Augusta Huiell Seaman (April 3, 1879 - June 5, 1950) was an American author of children's literature.

Augusta Huiell Seaman was born Augusta Curtiss Huiell in New York City, on April 3, 1879. She graduated from Normal College (later renamed Hunter College) in New York City in 1900 and went on to teach elementary school. She married Robert Seaman in 1906. Following her marriage, she devoted her time to writing. Her career writing mysteries for children began with the publication of The Boarded-Up House which ran serially in St. Nicholas Magazine in 1914.

Her only child, Helen Roberta (Bobbie) was born in 1915. Her husband Robert died in 1927. In 1928 she married her second husband, Francis Parkman Freeman, foreman of the Phipps estate in Island Beach, New Jersey (now part of Berkeley Township, the setting for several of her later books). While living in Island Beach, Augusta held various offices in the local government, including Borough clerk, Tax Collector, and Borough Registrar.

Over her career Seaman wrote and published over forty books for young people. She died at age seventy-one and is interred at Rosedale Cemetery in Orange, New Jersey.

== Books ==
A few of Seaman's books have been reprinted, but many remain out of print. The rarest of her books are much sought after by collectors. Several of her novels were translated into Norwegian, Danish, and French.

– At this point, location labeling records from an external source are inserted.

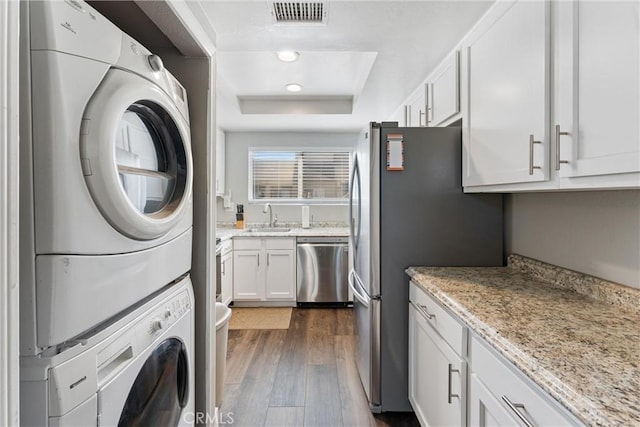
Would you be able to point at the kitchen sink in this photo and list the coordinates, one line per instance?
(268, 230)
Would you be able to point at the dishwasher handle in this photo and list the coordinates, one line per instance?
(359, 293)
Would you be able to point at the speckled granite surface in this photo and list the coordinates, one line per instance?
(227, 233)
(585, 352)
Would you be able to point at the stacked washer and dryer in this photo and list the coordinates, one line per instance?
(107, 325)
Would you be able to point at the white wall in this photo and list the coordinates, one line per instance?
(9, 333)
(237, 163)
(596, 233)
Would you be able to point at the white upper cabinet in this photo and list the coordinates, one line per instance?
(597, 91)
(506, 127)
(536, 121)
(220, 162)
(443, 91)
(416, 109)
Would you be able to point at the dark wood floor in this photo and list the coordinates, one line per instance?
(303, 376)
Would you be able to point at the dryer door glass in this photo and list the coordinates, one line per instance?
(160, 391)
(150, 158)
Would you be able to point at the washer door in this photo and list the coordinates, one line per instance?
(136, 156)
(161, 389)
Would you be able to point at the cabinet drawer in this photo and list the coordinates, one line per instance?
(506, 384)
(280, 243)
(443, 322)
(247, 243)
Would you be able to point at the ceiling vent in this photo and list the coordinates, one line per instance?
(311, 12)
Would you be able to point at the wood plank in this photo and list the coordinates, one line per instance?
(241, 348)
(344, 321)
(229, 399)
(355, 407)
(322, 406)
(285, 417)
(252, 400)
(291, 376)
(319, 339)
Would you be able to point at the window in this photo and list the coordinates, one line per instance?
(296, 176)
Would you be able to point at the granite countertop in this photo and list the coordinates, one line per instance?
(576, 336)
(228, 233)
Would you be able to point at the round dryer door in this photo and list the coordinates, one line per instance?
(160, 391)
(136, 156)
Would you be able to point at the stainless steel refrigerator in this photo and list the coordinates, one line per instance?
(407, 208)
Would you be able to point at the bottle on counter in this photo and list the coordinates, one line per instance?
(305, 216)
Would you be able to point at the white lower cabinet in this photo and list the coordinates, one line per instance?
(484, 408)
(264, 269)
(226, 273)
(435, 375)
(248, 277)
(436, 371)
(281, 275)
(501, 395)
(456, 378)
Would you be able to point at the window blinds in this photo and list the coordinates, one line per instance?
(299, 175)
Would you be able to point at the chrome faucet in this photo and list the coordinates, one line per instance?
(267, 208)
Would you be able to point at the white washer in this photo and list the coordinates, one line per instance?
(106, 172)
(138, 370)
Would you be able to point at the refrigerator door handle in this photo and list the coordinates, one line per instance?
(354, 283)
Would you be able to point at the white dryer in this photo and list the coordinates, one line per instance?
(136, 371)
(106, 172)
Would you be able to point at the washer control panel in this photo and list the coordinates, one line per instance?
(167, 314)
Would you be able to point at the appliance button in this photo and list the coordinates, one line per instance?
(155, 62)
(156, 325)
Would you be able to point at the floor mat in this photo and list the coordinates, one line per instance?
(260, 318)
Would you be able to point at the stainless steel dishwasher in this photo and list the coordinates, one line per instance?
(322, 265)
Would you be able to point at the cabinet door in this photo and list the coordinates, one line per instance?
(486, 410)
(598, 89)
(417, 108)
(443, 94)
(505, 137)
(281, 275)
(220, 162)
(436, 389)
(248, 276)
(226, 275)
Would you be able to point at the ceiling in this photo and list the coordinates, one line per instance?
(357, 67)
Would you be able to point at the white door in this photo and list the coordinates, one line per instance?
(486, 410)
(248, 276)
(443, 91)
(136, 156)
(281, 275)
(220, 162)
(506, 135)
(226, 275)
(417, 109)
(598, 89)
(435, 376)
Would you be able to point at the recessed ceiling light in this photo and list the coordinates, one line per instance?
(288, 55)
(294, 87)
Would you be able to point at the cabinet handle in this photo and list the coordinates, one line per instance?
(558, 135)
(531, 143)
(515, 407)
(423, 309)
(449, 395)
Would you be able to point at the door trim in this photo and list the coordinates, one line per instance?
(9, 264)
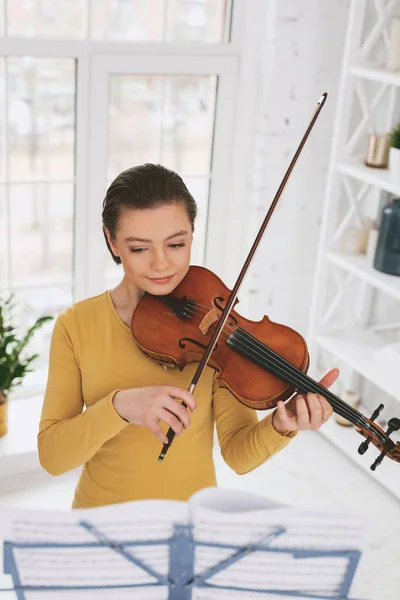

- Jacqueline of the Carrier Pigeons (1910)
- When a Cobbler Ruled a King (1911) [copyright expired]
- Little Mamselle of the Wilderness (1913) [copyright expired]
- The Boarded-Up House (1915) [copyright expired]
- The Sapphire Signet (1916) [copyright expired]
- The Girl Next Door (1917) [copyright expired]
- Three Sides of Paradise Green (1918) [copyright expired]
- Melissa-Across-the-Fence (1918) [copyright expired]
- The Slipper Point Mystery (1919) [copyright expired]
- Americans All; Stories to Tell Boys and Girls of Ten to Twelve (1919) [copyright expired]
- The Crimson Patch (1920) [copyright expired]
- The Dragon's Secret (1921) [copyright expired]
- The Mystery at Number Six (1922) [copyright expired]
- Tranquility House (1923)
- Sally Simms Adventures It (1924)
- The Edge of Raven Pool (1924)
- Bluebonnet Bend (1924)
- The Secret of Tate's Beach (1926)
- The Adventure of the Seven Keyholes (1926)
- The Shadow on the Dial (1927)
- The Disappearance of Anne Shaw (1928)
- A Book of Mysteries: Three Baffling Tales (1929)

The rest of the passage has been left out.